Page MenuHomePhabricator

Set a hard byte or character limit for queries
Closed, ResolvedPublic

Description

We're currently seeing some incredibly long queries that are impractical to test and run. Find out an appropriate maximum query length and configure cirrus/mediawiki to reject or truncate queries longer than that.

There are two main reasons to limit the maximum query length:

  1. Manual analysis of the queries above a length of a few hundred characters shows almost all of them to be meaningless gibberish. Limiting that improves the quality of our statistics.
  2. Longer queries have a much larger impact on performance. Limiting them improves performance, with little downside considering point 1 about many of them being gibberish.

Many search engines, such as Google, implement extremely aggressive maximum query lengths for the above reasons.

Event Timeline

Ironholds claimed this task.
Ironholds raised the priority of this task from to Needs Triage.
Ironholds updated the task description. (Show Details)
Ironholds subscribed.

@TJones What's your recommendation for the maximum query length here?

Deskana triaged this task as Medium priority.Aug 6 2015, 4:43 PM

FWIW, I tried a query of of 461 words in Google, and I got a 400 bad request.

Deskana set Security to None.

Everything over 200 characters in my zero-results sample is crap, but I need to check for queries that get results and see if any of them are that long.

TL;DR:
Generous: 256 characters or 400 bytes
Strict: 200 characters or 300 bytes

Is this for enwiki, or all wikis? Is it bytes or unicode characters? The reason I ask is that counting bytes is a little rough on non-ASCII character sets (particularly Thai).

If it's all wikis and bytes, 500 is a very generous cutoff. 300 would be a bit aggressive.

If it's all wikis and characters, 300 is reasonable and 256 is aesthetically and computationally pleasing.

The first things I see that look like real queries are around 550 and 275 characters: One is 28 intitle: clauses (557 characters), and the other is 10 phrases OR'd together (273 characters). There are shorter |'d searches in Thai that are fewer characters but lots of bytes.

Pretty much everything over 200 characters is crap, and everything over 100 characters is crap except for these multi-phrase advanced queries. Can we distinguish advanced queries (intitle:, OR, etc)?

The longest prefix search is 256 bytes. That doesn't seem random.

If we want try being very strict, limit to 256 bytes, and see who complains.

Change 230646 had a related patch set uploaded (by Tjones):
Set hard character limit for searchText queries

https://gerrit.wikimedia.org/r/230646

Considering that the maximum legal title is 256 bytes (IIRC) and that one can combine prefix and incategory operators each with an argument approaching that limit, perhaps 300 is a bit little.

Considering that the maximum legal title is 256 bytes (IIRC) and that one can combine prefix and incategory operators each with an argument approaching that limit, perhaps 300 is a bit little.

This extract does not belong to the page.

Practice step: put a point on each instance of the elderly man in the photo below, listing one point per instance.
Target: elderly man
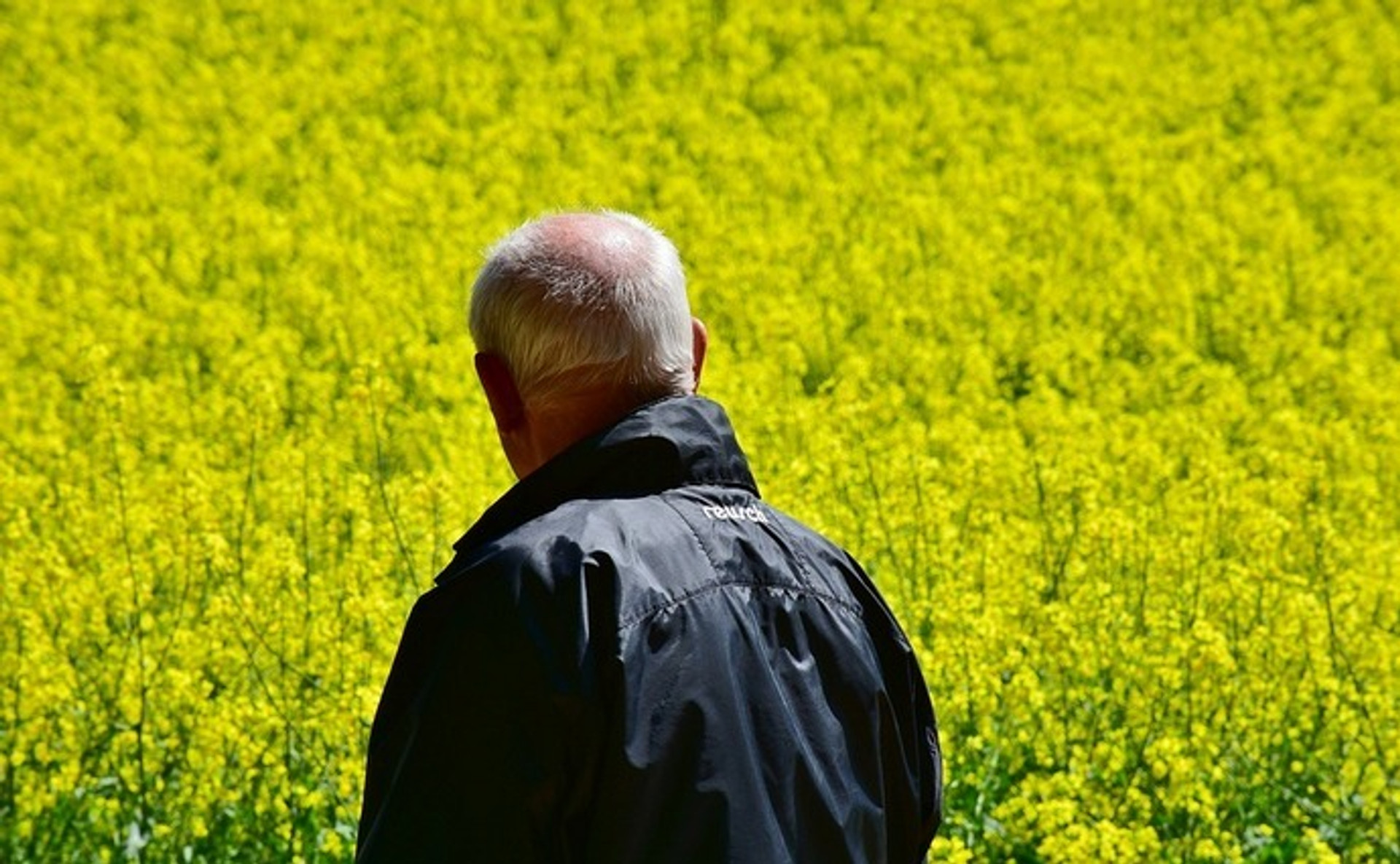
(631, 657)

Given that we looked at the queries that users are actually running, and found almost no such queries of such length, this would seem to be more of a theoretical problem than a practical one.

I've re-checked my sample. I found 72,261 examples of 150+ byte searches in one day's logs.

When I limited it by characters (i.e., 150+ characters), it dropped to 49,077 examples.

There is one intitle: search over 300 characters (557 characters).

There are nineteen distinct incategory: searches over 300 characters (378-576 characters): 16 are variations on 4 basic searches.

There are five distinct prefix: search over 300 bytes (395-671 characters): 3 are variations on each other.

There are no additional well-formed queries over 300 characters with AND or OR in them.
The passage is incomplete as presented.